Jul 7, 09:57 PM
ViaCom vs. MySpace: Clash of the Titans While We Little People Cower
Posted by Hal Niedzviecki under:tags: corporate data collection, privacy invasion, video sharing
Why is that when corporations sue each other, we’re the ones who end up suffering? Case in point is Viacom’s ridiculous lawsuit against YouTube. Viacom wants Google (who owns YouTube) to bleed to the tune of a billion dollars because clips from programs like ViaCom’s The Daily Show with Jon Stewart and SpongeBob SquarePants are sometimes uploaded to the service. A recent court ruling in the legal squabble between entertainment giants has seen the judge presiding over the case order Google to give Viacom its record of, essentially, who viewed what videos when on YouTube. News reports tell us that the database to be handed over “includes information on when each video gets played, which can be used to determine how often a clip is viewed. Attached to each entry is each viewer’s unique login ID and the Internet Protocol, or IP, address for that viewer’s computer.”
This lawsuit should not exist in the first place. At the very least, individuals should be allowed to re-purpose corporate copyrighted material transmitted over a monopolistic cable system which, though overseen and controlled by the government and theoretically the citizens of the United States, utterly and totally excludes us from any active participation (unless you call voting for your favorite on So You Think You Can Dance programming). In other words, throw us a bone. But no, this is what repressive anti-user-rights copyright law leads to: corporations suing corporations over who has the right to make money off of us. Corporation 1 (Google) thinks they should make money off of us by allowing us to upload short clips of material produced by other corporations. Corporation 2 (Viacom) thinks even that tiny amount of participation in our own mass culture – basically making our own commercials for our own favorite tv shows – is too much to allow the average citizen. Either way, we’re getting screwed but who cares about people when you’re raking in the bucks?

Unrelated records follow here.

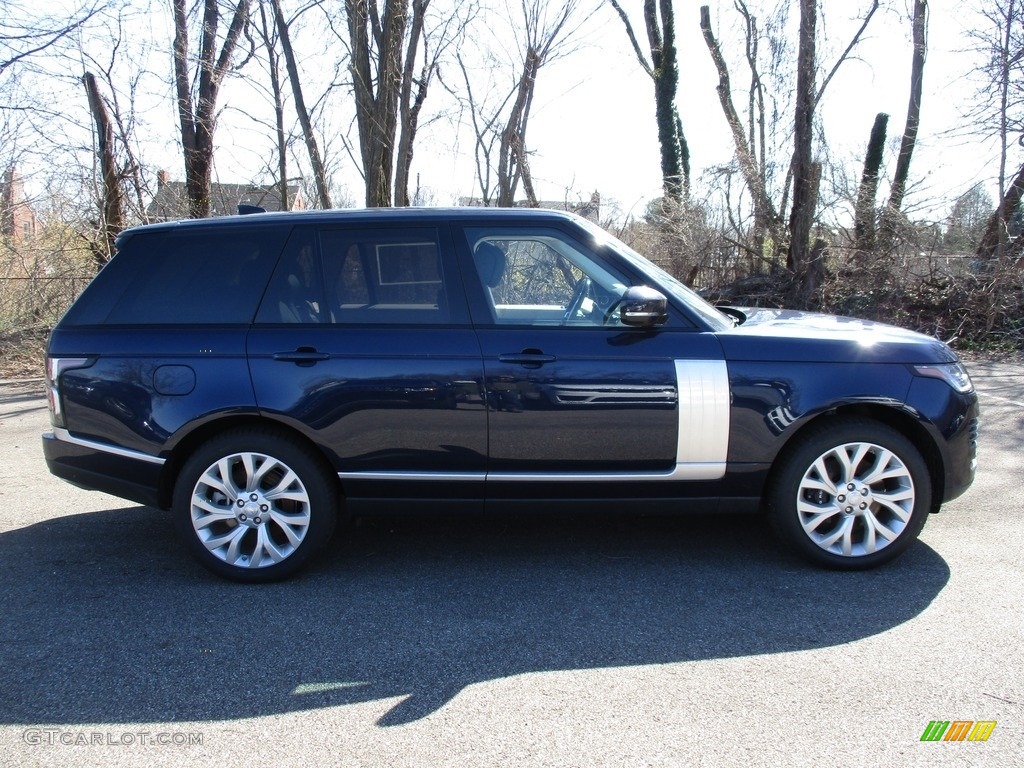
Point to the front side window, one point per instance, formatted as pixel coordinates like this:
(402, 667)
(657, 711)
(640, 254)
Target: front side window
(540, 276)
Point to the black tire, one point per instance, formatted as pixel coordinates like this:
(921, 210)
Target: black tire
(285, 515)
(869, 506)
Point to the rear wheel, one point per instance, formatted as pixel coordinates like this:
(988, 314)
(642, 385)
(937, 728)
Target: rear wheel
(254, 505)
(851, 494)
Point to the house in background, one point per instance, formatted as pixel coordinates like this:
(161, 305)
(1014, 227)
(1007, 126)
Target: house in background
(17, 218)
(171, 200)
(590, 210)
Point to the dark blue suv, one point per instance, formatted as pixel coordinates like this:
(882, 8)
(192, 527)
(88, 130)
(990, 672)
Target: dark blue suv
(258, 374)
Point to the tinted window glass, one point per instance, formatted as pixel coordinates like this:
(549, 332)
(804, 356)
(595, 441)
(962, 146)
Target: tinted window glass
(384, 275)
(199, 275)
(296, 291)
(134, 251)
(540, 276)
(361, 276)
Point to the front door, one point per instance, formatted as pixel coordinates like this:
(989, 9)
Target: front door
(573, 395)
(364, 342)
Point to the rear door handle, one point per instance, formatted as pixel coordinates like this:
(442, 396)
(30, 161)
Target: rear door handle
(301, 356)
(528, 358)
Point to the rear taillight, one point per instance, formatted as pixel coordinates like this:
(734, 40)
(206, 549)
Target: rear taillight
(55, 367)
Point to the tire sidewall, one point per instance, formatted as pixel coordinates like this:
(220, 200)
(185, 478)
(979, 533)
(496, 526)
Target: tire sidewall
(784, 488)
(311, 473)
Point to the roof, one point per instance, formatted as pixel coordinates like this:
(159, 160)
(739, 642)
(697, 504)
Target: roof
(373, 216)
(171, 200)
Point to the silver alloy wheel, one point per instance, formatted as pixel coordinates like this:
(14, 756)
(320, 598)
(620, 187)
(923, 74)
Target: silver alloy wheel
(250, 510)
(855, 499)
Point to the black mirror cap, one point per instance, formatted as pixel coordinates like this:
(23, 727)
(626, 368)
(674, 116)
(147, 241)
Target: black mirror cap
(642, 306)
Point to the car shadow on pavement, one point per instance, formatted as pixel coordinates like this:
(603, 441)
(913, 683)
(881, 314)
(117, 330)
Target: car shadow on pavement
(109, 621)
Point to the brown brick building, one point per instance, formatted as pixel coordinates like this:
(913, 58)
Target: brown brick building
(17, 219)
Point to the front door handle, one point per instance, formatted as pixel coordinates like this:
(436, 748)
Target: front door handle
(301, 356)
(527, 357)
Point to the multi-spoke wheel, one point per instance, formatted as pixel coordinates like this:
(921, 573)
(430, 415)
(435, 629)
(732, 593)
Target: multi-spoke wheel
(254, 505)
(850, 494)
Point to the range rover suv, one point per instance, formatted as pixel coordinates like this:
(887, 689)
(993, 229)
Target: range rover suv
(259, 374)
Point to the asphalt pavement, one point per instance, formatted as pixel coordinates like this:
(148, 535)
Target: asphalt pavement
(425, 640)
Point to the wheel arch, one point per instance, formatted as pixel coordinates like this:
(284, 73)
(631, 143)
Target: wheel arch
(202, 433)
(899, 419)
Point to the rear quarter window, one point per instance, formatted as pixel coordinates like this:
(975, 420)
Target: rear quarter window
(202, 275)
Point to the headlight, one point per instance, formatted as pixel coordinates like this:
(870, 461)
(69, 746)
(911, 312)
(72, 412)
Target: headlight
(952, 374)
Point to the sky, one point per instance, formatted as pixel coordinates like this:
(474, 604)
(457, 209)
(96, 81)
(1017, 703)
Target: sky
(593, 127)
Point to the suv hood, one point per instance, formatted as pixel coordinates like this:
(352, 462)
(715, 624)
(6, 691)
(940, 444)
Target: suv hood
(810, 337)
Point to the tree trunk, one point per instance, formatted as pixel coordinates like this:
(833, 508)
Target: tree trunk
(377, 110)
(996, 228)
(664, 71)
(279, 107)
(320, 174)
(409, 105)
(112, 204)
(765, 217)
(198, 121)
(863, 217)
(898, 187)
(512, 147)
(804, 188)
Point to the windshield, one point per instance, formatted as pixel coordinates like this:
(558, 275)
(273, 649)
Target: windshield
(660, 279)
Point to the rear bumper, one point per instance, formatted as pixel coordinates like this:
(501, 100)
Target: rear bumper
(97, 467)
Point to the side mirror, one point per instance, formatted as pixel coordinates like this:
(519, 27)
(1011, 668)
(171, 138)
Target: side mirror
(643, 307)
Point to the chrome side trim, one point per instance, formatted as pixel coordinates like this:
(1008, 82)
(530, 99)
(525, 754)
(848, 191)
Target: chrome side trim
(65, 436)
(702, 442)
(692, 471)
(390, 474)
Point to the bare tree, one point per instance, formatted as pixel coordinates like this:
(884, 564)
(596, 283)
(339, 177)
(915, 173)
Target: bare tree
(998, 112)
(766, 218)
(197, 96)
(891, 212)
(804, 176)
(315, 160)
(268, 36)
(863, 217)
(390, 83)
(545, 35)
(112, 204)
(663, 69)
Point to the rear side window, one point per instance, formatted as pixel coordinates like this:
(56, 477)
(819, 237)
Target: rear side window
(208, 275)
(363, 276)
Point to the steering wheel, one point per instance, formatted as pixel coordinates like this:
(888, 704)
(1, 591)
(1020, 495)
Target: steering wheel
(581, 293)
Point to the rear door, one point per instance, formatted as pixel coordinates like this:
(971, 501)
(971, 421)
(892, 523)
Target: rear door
(363, 341)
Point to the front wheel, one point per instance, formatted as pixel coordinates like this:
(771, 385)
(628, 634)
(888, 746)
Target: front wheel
(851, 494)
(254, 505)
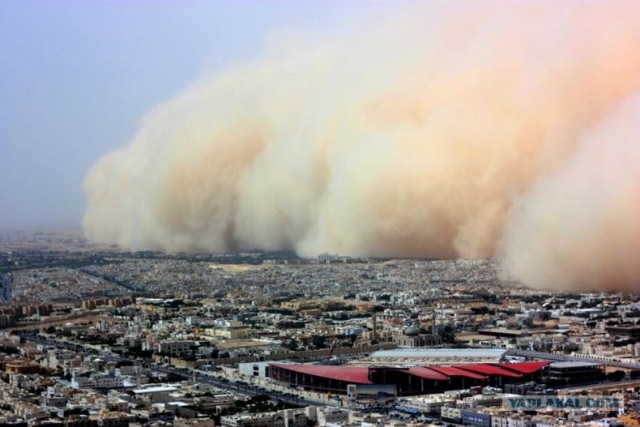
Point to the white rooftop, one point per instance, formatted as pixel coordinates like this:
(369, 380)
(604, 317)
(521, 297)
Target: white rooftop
(427, 353)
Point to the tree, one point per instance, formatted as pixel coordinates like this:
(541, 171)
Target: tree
(318, 341)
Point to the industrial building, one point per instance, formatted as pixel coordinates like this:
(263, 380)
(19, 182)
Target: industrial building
(408, 381)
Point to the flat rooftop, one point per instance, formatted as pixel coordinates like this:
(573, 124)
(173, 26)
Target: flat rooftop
(439, 353)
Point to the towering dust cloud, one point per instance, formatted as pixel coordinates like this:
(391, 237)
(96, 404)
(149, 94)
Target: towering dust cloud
(487, 130)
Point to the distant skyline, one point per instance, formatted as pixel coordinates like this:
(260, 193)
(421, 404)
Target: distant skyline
(78, 77)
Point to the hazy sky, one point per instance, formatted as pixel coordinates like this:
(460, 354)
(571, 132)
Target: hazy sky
(77, 77)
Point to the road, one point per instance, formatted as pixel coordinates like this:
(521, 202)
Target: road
(211, 378)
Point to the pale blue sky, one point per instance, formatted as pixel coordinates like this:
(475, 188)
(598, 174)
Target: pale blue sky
(76, 78)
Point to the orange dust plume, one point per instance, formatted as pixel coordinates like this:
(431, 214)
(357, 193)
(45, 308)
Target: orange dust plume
(507, 130)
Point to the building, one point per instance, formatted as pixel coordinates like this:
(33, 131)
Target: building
(575, 372)
(6, 288)
(407, 380)
(263, 419)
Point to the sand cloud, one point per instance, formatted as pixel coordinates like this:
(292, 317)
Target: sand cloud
(495, 130)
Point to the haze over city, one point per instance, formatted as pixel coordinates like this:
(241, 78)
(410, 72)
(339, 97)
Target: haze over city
(319, 214)
(505, 130)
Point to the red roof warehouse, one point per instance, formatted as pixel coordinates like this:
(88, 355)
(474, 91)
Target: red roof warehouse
(408, 381)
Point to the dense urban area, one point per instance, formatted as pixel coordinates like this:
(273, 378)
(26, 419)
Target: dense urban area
(93, 336)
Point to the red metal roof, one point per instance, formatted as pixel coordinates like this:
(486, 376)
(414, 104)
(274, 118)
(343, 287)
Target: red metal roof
(427, 373)
(524, 367)
(452, 371)
(486, 369)
(349, 374)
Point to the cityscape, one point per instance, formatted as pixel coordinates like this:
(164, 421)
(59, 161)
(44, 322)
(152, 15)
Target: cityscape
(320, 213)
(103, 337)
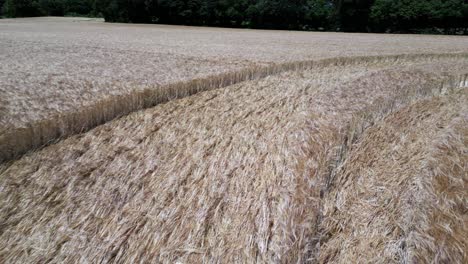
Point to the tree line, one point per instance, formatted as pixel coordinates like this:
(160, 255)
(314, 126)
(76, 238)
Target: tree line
(430, 16)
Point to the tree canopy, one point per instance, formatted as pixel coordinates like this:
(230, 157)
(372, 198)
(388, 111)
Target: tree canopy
(432, 16)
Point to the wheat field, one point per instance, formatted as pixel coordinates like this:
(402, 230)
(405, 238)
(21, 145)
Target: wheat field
(354, 151)
(62, 76)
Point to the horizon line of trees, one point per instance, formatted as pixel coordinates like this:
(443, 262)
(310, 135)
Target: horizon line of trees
(403, 16)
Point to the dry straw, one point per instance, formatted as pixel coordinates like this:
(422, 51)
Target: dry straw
(17, 141)
(239, 174)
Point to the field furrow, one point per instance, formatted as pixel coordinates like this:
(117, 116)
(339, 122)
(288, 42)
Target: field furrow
(229, 175)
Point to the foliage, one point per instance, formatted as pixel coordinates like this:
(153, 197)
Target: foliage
(435, 16)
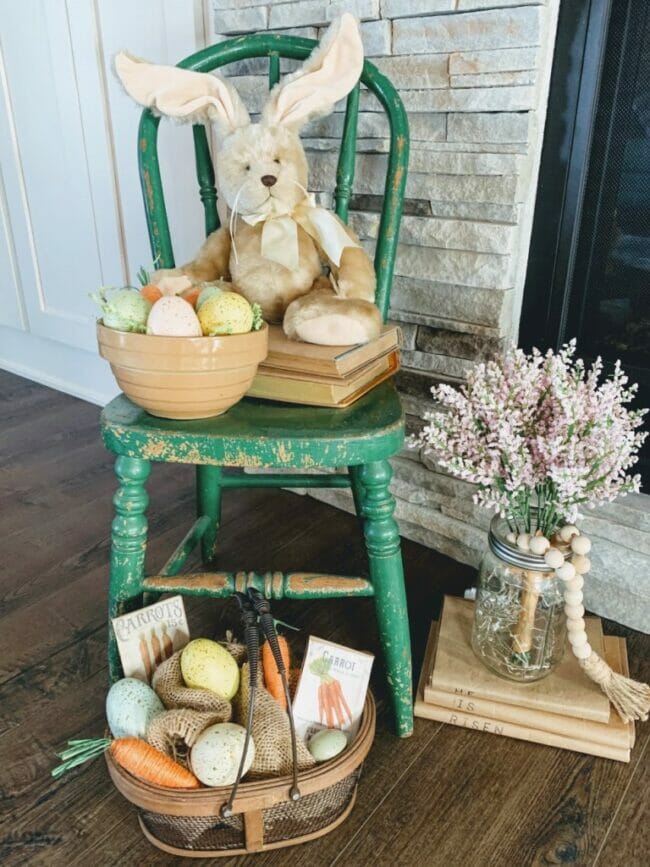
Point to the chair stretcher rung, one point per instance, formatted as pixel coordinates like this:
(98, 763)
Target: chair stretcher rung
(285, 480)
(274, 585)
(185, 547)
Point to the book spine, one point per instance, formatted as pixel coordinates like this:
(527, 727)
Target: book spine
(519, 732)
(599, 733)
(599, 714)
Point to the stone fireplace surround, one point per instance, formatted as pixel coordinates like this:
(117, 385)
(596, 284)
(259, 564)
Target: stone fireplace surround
(474, 77)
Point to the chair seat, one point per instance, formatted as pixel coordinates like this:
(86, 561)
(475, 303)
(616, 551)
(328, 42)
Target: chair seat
(256, 433)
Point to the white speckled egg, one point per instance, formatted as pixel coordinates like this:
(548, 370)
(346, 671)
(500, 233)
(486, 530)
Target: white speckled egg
(216, 755)
(172, 316)
(130, 706)
(326, 744)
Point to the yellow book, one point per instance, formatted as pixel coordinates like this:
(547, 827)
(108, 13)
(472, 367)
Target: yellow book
(322, 390)
(565, 691)
(614, 733)
(519, 732)
(327, 360)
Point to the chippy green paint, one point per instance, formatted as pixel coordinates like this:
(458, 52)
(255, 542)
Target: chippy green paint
(274, 585)
(258, 434)
(387, 577)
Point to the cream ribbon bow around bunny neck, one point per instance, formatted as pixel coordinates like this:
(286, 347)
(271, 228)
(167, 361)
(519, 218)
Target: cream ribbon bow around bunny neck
(280, 231)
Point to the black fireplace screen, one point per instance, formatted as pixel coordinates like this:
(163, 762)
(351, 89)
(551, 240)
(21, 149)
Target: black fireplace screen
(589, 265)
(612, 272)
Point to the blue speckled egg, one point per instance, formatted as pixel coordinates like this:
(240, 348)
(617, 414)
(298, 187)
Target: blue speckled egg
(130, 706)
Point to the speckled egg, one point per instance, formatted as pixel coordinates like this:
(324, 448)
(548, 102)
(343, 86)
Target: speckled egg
(216, 755)
(326, 744)
(130, 706)
(172, 316)
(207, 665)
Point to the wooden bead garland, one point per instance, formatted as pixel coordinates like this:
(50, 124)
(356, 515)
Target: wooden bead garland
(630, 698)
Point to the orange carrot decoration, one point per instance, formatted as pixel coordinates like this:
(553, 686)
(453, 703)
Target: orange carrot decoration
(151, 293)
(333, 709)
(135, 756)
(191, 295)
(272, 679)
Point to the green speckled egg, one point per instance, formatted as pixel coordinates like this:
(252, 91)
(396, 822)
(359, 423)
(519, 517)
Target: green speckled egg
(131, 704)
(216, 755)
(207, 665)
(326, 744)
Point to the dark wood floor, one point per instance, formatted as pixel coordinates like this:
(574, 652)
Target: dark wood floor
(443, 797)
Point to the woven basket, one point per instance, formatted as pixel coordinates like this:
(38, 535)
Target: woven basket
(189, 823)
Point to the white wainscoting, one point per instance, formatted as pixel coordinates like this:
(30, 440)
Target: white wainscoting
(71, 216)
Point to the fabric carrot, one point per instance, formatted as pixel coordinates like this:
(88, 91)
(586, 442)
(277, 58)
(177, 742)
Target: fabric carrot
(272, 679)
(135, 756)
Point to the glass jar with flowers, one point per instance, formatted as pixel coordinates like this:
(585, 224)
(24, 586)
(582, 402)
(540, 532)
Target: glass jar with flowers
(540, 435)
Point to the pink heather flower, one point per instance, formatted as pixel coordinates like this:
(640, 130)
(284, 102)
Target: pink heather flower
(538, 431)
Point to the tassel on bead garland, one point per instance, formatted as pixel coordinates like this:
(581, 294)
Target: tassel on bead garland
(630, 698)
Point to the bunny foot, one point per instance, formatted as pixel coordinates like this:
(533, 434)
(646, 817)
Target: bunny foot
(323, 318)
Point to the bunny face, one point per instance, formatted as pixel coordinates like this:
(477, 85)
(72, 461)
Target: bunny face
(259, 162)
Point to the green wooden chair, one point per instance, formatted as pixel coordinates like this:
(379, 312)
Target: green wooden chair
(272, 436)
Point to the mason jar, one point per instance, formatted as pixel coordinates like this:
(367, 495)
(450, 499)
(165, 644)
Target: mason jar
(519, 627)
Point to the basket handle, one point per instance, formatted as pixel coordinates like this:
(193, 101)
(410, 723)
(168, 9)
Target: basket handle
(263, 609)
(252, 639)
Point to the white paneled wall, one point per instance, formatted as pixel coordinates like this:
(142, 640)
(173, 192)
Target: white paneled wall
(71, 215)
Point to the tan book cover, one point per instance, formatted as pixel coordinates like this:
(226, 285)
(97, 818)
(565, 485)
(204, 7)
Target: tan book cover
(327, 360)
(519, 732)
(323, 391)
(614, 733)
(566, 691)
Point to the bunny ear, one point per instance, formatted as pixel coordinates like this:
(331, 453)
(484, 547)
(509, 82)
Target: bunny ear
(328, 74)
(192, 97)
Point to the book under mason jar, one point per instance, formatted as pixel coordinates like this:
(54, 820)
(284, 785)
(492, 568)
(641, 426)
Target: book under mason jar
(562, 710)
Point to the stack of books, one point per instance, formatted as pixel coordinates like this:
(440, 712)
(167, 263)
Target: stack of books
(332, 376)
(565, 709)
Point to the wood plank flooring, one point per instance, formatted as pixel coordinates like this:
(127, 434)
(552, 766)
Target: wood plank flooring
(444, 797)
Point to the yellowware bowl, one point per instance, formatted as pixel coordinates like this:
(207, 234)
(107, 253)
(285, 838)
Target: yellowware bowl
(183, 377)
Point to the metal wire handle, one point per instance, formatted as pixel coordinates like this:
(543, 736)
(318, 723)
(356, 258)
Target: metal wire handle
(263, 609)
(252, 639)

Which brings us to the lawsuit. Telling one mass media entertainment corporation that they have to hand over all their viewing records to another mass media entertainment corporation is, frankly, pretty bizarre. Bad enough that Google is recording everything we watch and keeping those records on file forever. But, hey, you should send them to another company and why not make a copy for the Justice Department and the CIA while you’re at it? Why should any company’s greedy desire for more cash be privileged over our right to look at whatever we want when we want to look at it? What’s next? Is Random House going to sue the New York Public Library system for lending us books from which we copy passages and quotes which we then append to the bottom of our email messages? And is the court going to say, well, let’s just see how many books we’re talking about here and tell the library system to give Amazon a list of everyone who’s taken out a book, including the title and how long they kept it at their home?
The library analogy isn’t a spurious one. For decades, and particularly since 9/11, librarians have fought a running battle to keep law enforcement’s hands out of that particular cookie jar. We should have the right to borrow a book from the library without our reading preferences (and what they reveal about our lives) being subject to scrutiny by a rival library system, an angry corporation or a government agency. I don’t see how this is any different – what we watch should be between us and the bean counters at Google and no one else. Moreover, what we watch has value – if we want to share that information with anyone else (other than Google who we agree to give the info to for free in exchange for the service they provide) we should be compensated. But who cares about us? We’re just people and, as we’ve seen time and time again, when the titans clash people don’t matter.